Reviewed by
Balazs Kovacs
Institute of Management, University of Lugano
The book opens with an introduction that tries to connect the volume's papers by asking "How do the agents in society deal with the complex reality in order to pursue their own materialistic and other possible preferences?" Other questions follow, such as "What are the relationships between social order and individual rationality?” or "What is the role of institutions?" These are very important questions that might interest most JASSS readers.
The book contains chapters that provide variations on the above themes. The first paper is a philosophy of science essay by M. Kandori - "Theory and Reality in Economics: Insights from Three Allegories" - where the author returns to the classic question of "models vs. reality" in the social sciences and discusses unequivocal examples of prediction failure of mainstream economic models and the need for a complexity approach. This contribution sets the tone for the whole book by suggesting that society is more complex than what is generally assumed in standard economic modelling.
The second part of the book - "Agent-based Models of Complex Market Exchange" - includes three papers that examine markets as a network of interacting firms and agents. In "The Dynamics of Pure Market Exchange", H. Gintis presents a multi-agent Walrasian system modelled as a Markov process in which each agent has private prices that are updated by information exchange through agent interaction. The second paper - "Analytical Solution for Agent-Based Models" by C. Guilmi, M. Gallegati, S. Landini and J. Stiglitz - presents a model of the credit market that is based on statistical mechanics models. The third paper - "The EURACE Macroeconomic Model and Simulator" by S. Cincotti, M. Roberto and A. Teglio - describes an agent-based macroeconomic framework that simulates a macro-level economy consisting of the real economy, the financial sector and the public sector. Results of this model show that banks with high rates of leverage might drastically increase the fragility of the financial system.
The third part of the book - "Social Norms as Coordinating Devices" - includes three game theory papers on the evolution of social norms. The first one - "Aspects of Naturalising the Social Contract" by B. Skyrms - explores how social norms can act as equilibrium selection devices. The second one - "The Role of Salience in the Emergence and Reproduction of Norms" by R. Sugden - discusses the role of salience in choosing between multiple equilibria and analyzes a particular traffic game called the "Right Turn Problem". The last chapter of this part - "Fairness as an Equilibrium Selection Device" by K. Binmore - presents the author’s evolutionary theory of fairness.

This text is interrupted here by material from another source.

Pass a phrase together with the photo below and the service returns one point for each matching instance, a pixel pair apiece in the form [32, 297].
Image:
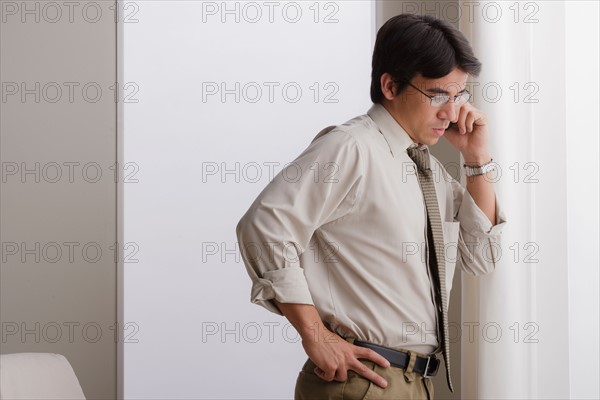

The fourth part of the book - "Corporate Organization and Governance" - revolves around the role of organizations and governance and their connection to social norms. Masahiko Aoki analyzes the corporation as a system of associational cognition. He asserts that human cognition can take place at the group level and argues that shareholders, managers and workers may respectively enact their cognitive and physical roles as if they were team members while they are actually pursuing their own individualistic payoffs. "On the Plasticity of the Corporate Form", by , analyzes organizations from a law and economics perspective. The final two papers discuss corporate governance. In "An End to Consensus? The Selective Impact of Corporate Law Reform on Financial Development", S. Deakin, P. Sarkar and A. Singh track the diffusion of hostile takeover bids in the last two decades. They show that the impact of hostile takeover on financial development has not been univocal. The final paper presents an empirical analysis of the developmental properties of government-owned banks. In this paper - "Government Banks and Growth: Theory and Evidence" - S. Andianova, P. Demetriades and A. Shortland show that government ownership was associated with higher long-run growth rates in the years prior to the onset of the global financial crisis.
It is hard to review and evaluate a collection of conference papers, especially if the papers are so wide-ranging. Most social scientists, including me, would fully agree with the idea that the world is more complex than what we find in standard economic models. Embracing complexity and the role of norms, networks and institutions is crucial. The papers in this volume address certain possibilities in this direction and this is undoubtedly an important contribution. Therefore, readers interested in these topics will find food for thought in specific chapters. Unfortunately, the volume lacks a coherent framework that connects the various essays. If the goal is to convince mainstream economists to consider complexity, interactions and networks more seriously, then a more focused, systematic approach is needed and this hardly can be found in conference books.